By Rama Gaind
PS News Books
Making Trouble: Essays Against the New Australian Complacency
By Robert Manne (Black Inc, $34.95, softcover, 430 pages)
After reading this book, you will know why Robert Manne has twice been voted Australia’s leading public intellectual.
Making Trouble points to a new tendency described as Australian complacency. Almost everyone would be aware, even if it is only semi-consciously, of the “stifling artificiality and sterile gamesmanship of contemporary politics”.
Manne is eloquent in his analysis: Donald Horne described Australia as “the Lucky country” in the mid-1960s when the island nation was on the “edge of experiencing a cultural revolution where apparently solid values began to be questioned and to dissolve”. Then in the period between the election of Gough Whitlam and the fall of Paul Keating, Australia became involved in a period of “self-criticism and in a process of trying to re-invent itself”.
Making Trouble states that the greatest enemy of Australian self-criticism and re-invention was John Howard - and proceeds to outline why. The period of John Howard’s prime ministership saw a shift as “self-criticism gradually became confused with un-Australian self-hatred”.
Displaying shrewd insight, almost all of the essays concern the “politics and history of Australia”.
Author, commentator and professor of politics at La Trobe University, Robert Manne makes some good arguments.
You will be informed and feel stimulated as you walk down memory lane as he traces the events and ideas that have recently changed the nation.

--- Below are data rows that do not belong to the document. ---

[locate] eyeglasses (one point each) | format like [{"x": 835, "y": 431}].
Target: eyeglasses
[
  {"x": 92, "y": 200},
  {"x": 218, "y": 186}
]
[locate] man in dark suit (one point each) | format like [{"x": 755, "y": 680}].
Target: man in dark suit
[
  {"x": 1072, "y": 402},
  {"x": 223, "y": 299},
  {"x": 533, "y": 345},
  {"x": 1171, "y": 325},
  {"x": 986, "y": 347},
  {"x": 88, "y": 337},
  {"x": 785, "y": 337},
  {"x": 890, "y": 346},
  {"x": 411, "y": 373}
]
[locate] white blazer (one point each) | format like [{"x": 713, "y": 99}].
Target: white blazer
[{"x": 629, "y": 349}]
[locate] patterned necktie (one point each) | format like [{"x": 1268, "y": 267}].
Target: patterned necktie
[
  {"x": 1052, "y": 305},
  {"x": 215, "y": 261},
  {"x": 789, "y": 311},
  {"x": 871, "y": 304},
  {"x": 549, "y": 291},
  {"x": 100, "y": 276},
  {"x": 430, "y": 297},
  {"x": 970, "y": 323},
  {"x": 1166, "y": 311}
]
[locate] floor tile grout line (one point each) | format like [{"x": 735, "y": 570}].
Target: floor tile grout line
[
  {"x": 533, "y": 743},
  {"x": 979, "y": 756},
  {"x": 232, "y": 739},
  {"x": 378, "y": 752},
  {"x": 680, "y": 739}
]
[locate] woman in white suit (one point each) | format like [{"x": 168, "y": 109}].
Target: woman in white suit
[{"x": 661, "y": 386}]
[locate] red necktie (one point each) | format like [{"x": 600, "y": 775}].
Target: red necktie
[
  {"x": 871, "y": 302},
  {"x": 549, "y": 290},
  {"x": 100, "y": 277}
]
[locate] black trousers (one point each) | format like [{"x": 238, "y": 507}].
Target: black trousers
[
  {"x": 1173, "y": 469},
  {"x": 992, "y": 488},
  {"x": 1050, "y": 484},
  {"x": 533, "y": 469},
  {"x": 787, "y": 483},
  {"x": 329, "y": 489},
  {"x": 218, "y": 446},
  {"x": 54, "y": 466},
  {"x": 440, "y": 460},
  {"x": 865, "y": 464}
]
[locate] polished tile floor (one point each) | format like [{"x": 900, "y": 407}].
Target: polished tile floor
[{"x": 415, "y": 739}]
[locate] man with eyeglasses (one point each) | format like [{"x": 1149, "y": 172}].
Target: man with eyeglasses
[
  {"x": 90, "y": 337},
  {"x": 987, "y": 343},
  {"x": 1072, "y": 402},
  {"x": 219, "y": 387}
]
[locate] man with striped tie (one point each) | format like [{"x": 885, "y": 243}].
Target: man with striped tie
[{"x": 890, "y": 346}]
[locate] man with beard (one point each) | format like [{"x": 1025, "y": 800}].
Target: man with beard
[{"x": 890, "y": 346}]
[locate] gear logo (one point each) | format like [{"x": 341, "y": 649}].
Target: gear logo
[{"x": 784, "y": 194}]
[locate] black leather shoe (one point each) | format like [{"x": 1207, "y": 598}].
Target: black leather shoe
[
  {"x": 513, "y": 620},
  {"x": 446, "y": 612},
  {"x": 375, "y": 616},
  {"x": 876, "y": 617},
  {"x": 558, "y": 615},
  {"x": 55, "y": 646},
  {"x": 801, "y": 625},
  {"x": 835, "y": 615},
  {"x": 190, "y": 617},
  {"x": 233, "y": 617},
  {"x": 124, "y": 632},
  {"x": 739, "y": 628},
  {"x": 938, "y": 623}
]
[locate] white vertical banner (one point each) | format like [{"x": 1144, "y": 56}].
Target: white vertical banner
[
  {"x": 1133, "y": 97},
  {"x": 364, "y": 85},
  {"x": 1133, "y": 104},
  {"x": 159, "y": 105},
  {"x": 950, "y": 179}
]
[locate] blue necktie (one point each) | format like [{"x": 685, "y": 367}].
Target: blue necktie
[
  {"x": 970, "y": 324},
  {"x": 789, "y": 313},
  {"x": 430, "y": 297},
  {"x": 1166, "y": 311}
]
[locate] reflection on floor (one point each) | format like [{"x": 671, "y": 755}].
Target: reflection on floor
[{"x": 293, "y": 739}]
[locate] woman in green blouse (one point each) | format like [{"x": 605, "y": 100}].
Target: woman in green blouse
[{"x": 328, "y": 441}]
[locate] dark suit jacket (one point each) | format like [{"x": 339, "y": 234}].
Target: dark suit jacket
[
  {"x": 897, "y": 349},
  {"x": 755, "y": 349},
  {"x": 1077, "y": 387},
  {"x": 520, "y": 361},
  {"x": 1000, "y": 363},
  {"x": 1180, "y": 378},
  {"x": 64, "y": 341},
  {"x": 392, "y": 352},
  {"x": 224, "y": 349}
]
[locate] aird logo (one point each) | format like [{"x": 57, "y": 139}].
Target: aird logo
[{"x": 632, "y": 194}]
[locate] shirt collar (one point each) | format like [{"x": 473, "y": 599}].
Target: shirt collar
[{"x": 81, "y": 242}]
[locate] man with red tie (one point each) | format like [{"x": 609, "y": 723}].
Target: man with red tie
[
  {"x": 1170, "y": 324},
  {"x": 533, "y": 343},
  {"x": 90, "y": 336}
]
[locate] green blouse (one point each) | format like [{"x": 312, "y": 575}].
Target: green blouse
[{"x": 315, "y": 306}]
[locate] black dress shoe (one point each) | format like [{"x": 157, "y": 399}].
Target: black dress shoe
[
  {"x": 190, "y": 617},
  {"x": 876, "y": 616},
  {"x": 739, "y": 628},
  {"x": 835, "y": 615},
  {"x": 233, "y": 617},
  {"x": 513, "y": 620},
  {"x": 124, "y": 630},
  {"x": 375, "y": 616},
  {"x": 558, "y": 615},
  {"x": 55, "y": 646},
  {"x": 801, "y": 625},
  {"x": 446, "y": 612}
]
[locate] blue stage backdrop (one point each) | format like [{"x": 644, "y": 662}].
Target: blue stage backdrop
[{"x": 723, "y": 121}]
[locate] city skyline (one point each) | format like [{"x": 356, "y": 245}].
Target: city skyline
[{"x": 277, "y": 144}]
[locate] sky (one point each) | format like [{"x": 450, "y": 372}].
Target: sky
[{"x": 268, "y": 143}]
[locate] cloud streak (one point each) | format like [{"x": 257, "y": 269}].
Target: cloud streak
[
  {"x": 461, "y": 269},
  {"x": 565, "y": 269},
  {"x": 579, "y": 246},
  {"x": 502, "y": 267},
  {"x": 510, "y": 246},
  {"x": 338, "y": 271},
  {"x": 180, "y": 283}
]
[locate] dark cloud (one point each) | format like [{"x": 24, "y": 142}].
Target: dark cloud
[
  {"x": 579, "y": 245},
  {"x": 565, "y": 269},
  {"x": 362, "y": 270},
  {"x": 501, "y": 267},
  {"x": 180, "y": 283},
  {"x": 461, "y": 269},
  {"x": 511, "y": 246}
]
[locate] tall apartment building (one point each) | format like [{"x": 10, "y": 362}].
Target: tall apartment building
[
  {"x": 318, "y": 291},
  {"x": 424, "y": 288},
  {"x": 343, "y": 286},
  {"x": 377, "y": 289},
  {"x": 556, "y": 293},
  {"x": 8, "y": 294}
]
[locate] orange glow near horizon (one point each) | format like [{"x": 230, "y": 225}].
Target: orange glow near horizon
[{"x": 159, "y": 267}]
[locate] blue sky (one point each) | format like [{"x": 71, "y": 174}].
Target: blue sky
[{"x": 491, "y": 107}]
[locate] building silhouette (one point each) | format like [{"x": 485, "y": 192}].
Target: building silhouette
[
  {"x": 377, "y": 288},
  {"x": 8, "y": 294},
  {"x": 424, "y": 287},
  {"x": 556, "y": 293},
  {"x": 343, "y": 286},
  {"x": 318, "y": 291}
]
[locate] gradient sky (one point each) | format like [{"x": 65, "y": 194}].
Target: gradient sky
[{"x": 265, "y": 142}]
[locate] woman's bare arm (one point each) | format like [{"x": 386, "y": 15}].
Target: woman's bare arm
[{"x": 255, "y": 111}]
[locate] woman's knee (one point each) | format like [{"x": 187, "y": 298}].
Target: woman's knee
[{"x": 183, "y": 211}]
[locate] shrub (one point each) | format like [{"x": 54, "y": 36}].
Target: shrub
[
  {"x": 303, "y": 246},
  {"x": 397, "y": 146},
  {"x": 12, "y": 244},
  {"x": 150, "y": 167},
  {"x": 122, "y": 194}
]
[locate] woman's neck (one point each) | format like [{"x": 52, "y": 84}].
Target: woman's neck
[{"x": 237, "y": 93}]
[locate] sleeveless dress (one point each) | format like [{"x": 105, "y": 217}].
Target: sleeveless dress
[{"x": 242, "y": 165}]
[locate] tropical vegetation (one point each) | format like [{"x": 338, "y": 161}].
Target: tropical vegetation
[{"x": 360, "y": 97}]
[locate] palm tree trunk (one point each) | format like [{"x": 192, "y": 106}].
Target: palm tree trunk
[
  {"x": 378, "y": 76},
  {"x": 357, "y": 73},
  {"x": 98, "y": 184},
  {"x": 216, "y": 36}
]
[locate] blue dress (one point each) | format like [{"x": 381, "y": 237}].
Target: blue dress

A wide spectrum is covered from Howard to Gillard via Rudd, from Victoria’s bushfires to the Apology, from Wilfred Burchett to Julian Assange, whom he regards as “undoubtedly the most consequential Australian of the present time”.
It includes the updated version of ‘The Cypherpunk Revolutionary’, which drew global attention and prompted WikiLeaks to tweet that it is “easily the best article” on Julian Assange.
Critical appraisals abound with insightful discussion on a number of issues including climate change, a reflection on ways of remembering the Holocaust – an event that’s “haunted” him all his life – and incisive essays about the treatment of asylum seekers and the question of reconciliation.